First, interleukin-6 and other inflammatory proteins that are observed to be present
at elevated levels in patients with COVID-19 represent host responses to the
infection, similar to the elevations in cytokine levels seen in patients with
endocarditis, sepsis, and other infections, rather than components of a
self-amplifying inflammatory loop that would benefit from suppression [49]. Second, severe COVID-19 symptoms may not
be caused by cytokine storm syndrome like we used to think before. Recently
published systematic review and meta-analysis showed that the descriptor cytokine
storm does not appropriately describe the milieu in COVID-19-induced organ
dysfunction. The mean IL-6 concentration in COVID-19 patients is relatively low
(36.7 pg/mL (95% CI
21.6–62.3 pg/mL), when compared with other conditions which
received benefit from tocilizumab administration such as chimeric antigen receptor
(CAR) T cell-induced cytokine release syndrome (difference
3074 pg/mL, 95% CI 325–26735 pg/mL;
p<0·0001), or when compared with other severe conditions such as
ARDS unrelated to COVID-19 (mean 460.1 pg/mL, 95% CI
216.3–978.7 pg/mL; difference 423.4 pg/mL,
95% CI 106.9–1438.1 pg/mL;
p<0·0001), and sepsis (mean 983.6 pg/mL, 95%
CI 550.1–1758.4 pg/mL; difference 947 pg/mL,
95% CI 324–2648 pg/mL; p<0·0001).
Even in patients with hypoinflammatory ARDS, the mean IL-6 was still 5 times higher
than the concentration in patients with COVID-19 [50]. Alternative mechanisms of COVID-19-induced organ dysfunction may
play a part. Therefore, IL-6 may not play such a significant role in the
pathogenesis of COVID-19, and inhibiting IL-6 through tocilizumab administration
will not significantly alter the outcomes of COVID-19.

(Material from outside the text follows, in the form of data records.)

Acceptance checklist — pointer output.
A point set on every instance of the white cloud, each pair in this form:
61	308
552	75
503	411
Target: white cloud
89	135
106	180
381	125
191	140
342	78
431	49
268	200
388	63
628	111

Our study was not without limitations. First, there was significant heterogeneity
noted in our studies. One plausible rationale for this is the fact that the
therapies for COVID-19 are rapidly evolving and hence the SOC differed significantly
from one study to another. Moreover, the unaccounted confounders, especially in the
included observational studies can also explain the heterogeneity noted in our
study. Second, there was a significant variation in the follow-up of patients.
Third, the studies did not consistently measure serum IL-6 and hence a correlation
between IL-6 level and drug activity could not be established. Last, there was no
standardization in the number of medication dosage, route of administration, and
timing of administration. This can also account for the difference in outcomes noted
across studies.
Despite the limitations, our study has significant strengths. First, we included a
total of 38 studies with over 13 000 COVID-19 patients. This is by far the largest
analysis comparing the addition of tocilizumab to the standard of care treatment.
Moreover, we also included 5 recently published clinical trial studies in our
analysis and performed a subgroup analysis that only consist of clinical trial
studies to give more complete data regarding the benefit of tocilizumab
administration in COVID-19 patients.
Conclusion
In conclusion, tocilizumab is not effective and failed to improve the outcome of
COVID-19 patients compared with standard of care treatment, although it is
relatively safe and did not cause significant serious adverse events. Our study does
not support the routine use of tocilizumab for COVID-19 patients. Physicians may
hence consider giving other potential agents for the treatment of COVID-19 patients,
in addition to standard of care treatment. Future studies should focus more on other
potential therapies besides tocilizumab.